One of the first complexities added to the minimal muffler model was to test specific hypotheses about how cytosolic MT might participate in zinc ion buffering and muffling reactions. Recently obtained data on the binding constants of all seven zinc binding sites on MT-2 provide the necessary data to begin such an analysis.⁸² However, on and off rate constants for each of the binding sites and data on additional MT proteins, which are not available at present, would allow a much more sophisticated mathematical analysis of MTs' roles and considerably reduce the number of assumptions required to perform the analysis.

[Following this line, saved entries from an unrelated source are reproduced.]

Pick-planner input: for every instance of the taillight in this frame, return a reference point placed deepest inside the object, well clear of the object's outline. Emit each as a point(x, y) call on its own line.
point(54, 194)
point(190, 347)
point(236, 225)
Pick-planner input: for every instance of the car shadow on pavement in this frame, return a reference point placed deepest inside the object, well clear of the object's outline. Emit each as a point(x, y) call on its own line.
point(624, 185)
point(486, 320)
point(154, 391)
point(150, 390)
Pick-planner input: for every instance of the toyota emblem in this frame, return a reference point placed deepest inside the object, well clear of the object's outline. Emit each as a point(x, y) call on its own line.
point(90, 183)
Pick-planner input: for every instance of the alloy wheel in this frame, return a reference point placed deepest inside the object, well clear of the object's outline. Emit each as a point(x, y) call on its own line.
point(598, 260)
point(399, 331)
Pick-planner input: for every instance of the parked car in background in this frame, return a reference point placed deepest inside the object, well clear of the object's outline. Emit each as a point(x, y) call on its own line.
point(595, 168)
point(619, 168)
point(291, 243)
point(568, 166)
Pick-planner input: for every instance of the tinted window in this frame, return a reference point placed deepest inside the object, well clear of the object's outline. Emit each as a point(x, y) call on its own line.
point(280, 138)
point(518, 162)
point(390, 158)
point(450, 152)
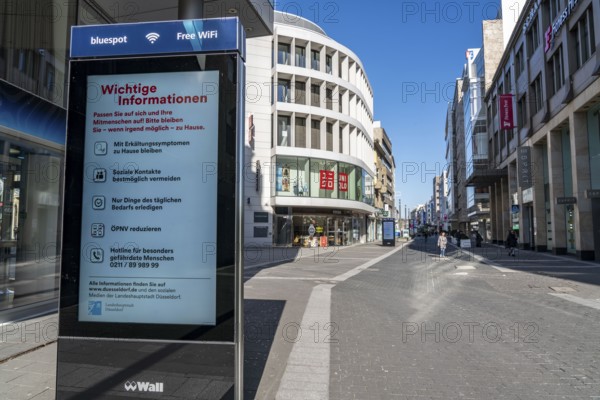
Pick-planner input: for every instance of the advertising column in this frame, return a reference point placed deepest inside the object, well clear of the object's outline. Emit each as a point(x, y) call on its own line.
point(148, 234)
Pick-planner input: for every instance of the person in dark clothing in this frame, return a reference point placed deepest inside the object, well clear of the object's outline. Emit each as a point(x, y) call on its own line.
point(511, 243)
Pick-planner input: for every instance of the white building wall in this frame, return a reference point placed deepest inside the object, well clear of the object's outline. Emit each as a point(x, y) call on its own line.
point(355, 119)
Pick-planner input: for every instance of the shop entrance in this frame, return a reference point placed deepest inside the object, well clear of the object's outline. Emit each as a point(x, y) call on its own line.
point(320, 230)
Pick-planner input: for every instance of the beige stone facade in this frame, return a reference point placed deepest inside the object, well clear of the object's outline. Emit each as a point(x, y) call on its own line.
point(551, 67)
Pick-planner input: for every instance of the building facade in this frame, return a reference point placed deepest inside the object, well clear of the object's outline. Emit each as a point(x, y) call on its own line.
point(385, 168)
point(457, 164)
point(551, 157)
point(310, 151)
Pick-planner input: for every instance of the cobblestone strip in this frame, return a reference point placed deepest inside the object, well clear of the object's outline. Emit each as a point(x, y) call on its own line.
point(361, 268)
point(584, 302)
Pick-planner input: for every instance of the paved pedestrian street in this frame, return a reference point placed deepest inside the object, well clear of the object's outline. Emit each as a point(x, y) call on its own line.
point(373, 322)
point(417, 327)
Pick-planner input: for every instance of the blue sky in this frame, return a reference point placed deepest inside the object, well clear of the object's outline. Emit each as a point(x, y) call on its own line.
point(412, 52)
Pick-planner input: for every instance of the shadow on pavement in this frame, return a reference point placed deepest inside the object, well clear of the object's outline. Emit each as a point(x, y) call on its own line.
point(261, 320)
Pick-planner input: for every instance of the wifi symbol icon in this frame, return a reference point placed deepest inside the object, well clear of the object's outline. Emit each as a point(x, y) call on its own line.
point(152, 37)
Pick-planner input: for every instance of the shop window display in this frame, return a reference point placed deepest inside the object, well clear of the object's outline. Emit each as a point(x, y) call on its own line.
point(30, 180)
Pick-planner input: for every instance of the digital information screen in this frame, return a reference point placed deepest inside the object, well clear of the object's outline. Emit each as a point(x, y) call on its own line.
point(149, 225)
point(388, 229)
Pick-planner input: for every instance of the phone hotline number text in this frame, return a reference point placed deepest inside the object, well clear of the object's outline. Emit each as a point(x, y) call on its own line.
point(118, 264)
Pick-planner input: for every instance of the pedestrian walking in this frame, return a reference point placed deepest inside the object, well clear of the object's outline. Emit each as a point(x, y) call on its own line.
point(442, 243)
point(511, 243)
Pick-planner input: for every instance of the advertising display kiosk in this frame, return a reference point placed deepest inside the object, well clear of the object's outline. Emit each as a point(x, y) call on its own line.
point(389, 231)
point(151, 271)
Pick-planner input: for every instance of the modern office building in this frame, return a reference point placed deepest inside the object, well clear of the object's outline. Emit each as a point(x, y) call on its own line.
point(481, 71)
point(456, 157)
point(34, 48)
point(385, 167)
point(551, 157)
point(310, 152)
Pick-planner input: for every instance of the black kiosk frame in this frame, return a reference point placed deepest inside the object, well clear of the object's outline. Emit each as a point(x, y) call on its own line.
point(143, 328)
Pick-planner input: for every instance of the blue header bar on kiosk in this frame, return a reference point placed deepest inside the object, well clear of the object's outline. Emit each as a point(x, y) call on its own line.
point(171, 37)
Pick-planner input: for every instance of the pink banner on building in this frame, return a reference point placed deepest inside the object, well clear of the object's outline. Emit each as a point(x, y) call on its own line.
point(343, 182)
point(507, 115)
point(327, 180)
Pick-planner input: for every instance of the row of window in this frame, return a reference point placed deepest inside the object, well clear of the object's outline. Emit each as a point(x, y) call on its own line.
point(583, 43)
point(286, 93)
point(346, 68)
point(582, 35)
point(307, 133)
point(335, 98)
point(284, 58)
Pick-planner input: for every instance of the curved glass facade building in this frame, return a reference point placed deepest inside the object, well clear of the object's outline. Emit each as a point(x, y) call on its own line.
point(310, 144)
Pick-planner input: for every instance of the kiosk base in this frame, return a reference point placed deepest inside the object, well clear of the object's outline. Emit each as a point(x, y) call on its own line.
point(149, 369)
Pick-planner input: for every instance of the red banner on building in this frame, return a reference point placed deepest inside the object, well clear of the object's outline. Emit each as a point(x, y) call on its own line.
point(343, 182)
point(507, 115)
point(327, 180)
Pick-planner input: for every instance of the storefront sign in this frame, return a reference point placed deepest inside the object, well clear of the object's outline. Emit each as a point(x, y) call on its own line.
point(507, 116)
point(566, 200)
point(558, 24)
point(343, 182)
point(148, 38)
point(327, 180)
point(592, 194)
point(528, 195)
point(524, 167)
point(531, 16)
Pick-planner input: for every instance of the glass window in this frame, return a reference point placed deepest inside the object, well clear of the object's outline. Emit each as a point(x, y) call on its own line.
point(519, 62)
point(316, 166)
point(533, 37)
point(283, 130)
point(536, 95)
point(521, 112)
point(300, 57)
point(283, 54)
point(304, 182)
point(347, 181)
point(329, 98)
point(300, 133)
point(315, 95)
point(557, 71)
point(508, 81)
point(283, 91)
point(33, 46)
point(329, 130)
point(300, 93)
point(315, 134)
point(286, 182)
point(553, 9)
point(315, 60)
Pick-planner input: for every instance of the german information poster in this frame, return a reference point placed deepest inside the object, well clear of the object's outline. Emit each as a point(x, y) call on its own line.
point(150, 199)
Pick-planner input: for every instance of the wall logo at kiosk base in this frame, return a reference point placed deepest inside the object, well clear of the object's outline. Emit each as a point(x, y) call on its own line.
point(156, 387)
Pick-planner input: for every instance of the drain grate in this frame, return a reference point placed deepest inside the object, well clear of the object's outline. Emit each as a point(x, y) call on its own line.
point(562, 289)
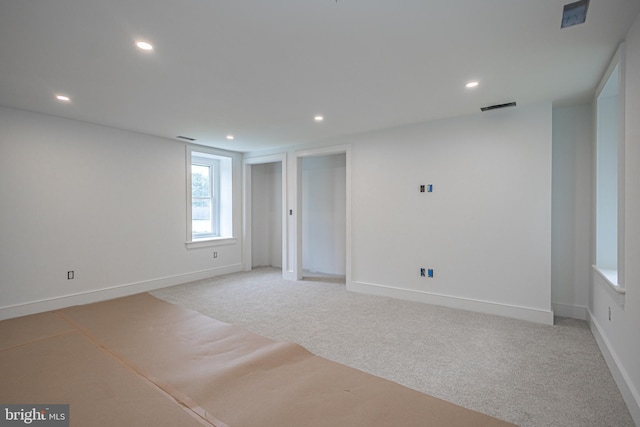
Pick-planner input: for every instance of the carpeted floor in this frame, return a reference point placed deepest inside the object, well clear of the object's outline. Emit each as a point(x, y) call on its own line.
point(525, 373)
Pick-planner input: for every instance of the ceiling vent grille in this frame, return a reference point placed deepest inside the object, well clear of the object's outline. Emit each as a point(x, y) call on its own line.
point(498, 106)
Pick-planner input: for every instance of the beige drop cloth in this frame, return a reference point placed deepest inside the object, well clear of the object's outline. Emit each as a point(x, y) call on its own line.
point(208, 369)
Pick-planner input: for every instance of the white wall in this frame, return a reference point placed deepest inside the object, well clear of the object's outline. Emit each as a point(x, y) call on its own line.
point(266, 215)
point(324, 214)
point(106, 203)
point(619, 338)
point(571, 211)
point(485, 229)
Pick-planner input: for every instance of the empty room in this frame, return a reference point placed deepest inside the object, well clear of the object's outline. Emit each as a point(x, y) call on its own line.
point(330, 212)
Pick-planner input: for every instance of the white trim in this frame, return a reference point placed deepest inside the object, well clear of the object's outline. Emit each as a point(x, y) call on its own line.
point(570, 311)
point(629, 393)
point(215, 241)
point(611, 277)
point(345, 149)
point(505, 310)
point(608, 283)
point(117, 291)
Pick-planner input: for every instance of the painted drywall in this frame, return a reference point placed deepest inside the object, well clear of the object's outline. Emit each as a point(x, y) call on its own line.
point(106, 203)
point(485, 229)
point(619, 338)
point(266, 215)
point(324, 214)
point(571, 211)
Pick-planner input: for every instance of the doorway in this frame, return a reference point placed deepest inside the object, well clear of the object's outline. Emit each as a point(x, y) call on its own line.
point(323, 244)
point(264, 219)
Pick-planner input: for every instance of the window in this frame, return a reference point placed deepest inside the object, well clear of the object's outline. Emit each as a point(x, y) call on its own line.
point(209, 190)
point(204, 193)
point(610, 174)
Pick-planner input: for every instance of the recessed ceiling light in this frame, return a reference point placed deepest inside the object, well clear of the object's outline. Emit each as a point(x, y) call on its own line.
point(144, 45)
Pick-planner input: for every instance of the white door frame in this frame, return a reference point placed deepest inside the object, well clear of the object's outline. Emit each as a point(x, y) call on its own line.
point(297, 249)
point(246, 210)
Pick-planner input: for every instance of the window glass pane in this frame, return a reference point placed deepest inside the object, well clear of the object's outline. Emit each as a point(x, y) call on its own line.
point(201, 216)
point(200, 181)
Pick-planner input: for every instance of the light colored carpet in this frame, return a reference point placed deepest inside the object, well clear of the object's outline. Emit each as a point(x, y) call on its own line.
point(525, 373)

When MT was incorporated into the muffler model, using recently obtained data on the binding site affinities for its seven sites,⁸² and asked to function as the muffler, the model returned interesting insights into MT function. If MT were to be exclusively responsible for sequestration of zinc ions into the store, the required MT concentration would be 2 μM or higher. Remarkably, in these simulations the low affinity zinc binding site, site 7 (K_d of 20 nM), was capable of shuttling zinc ions to the intracellular store at least as effectively as site 6 (K_d of 100 pM) and more effectively than site 5 (K_d of 40 pM), despite having much less zinc ions bound at steady state (illustrated in Fig. 1B). This interpretation was dependent on the assumption that interaction of protein-bound zinc ions with the intracellular store was driven solely by the binding site affinity for zinc ions. This does not have to be the case if additional mechanisms control the transfer. For example, the zinc-binding proteins may release their bound zinc ions preferentially to different components of the intracellular store.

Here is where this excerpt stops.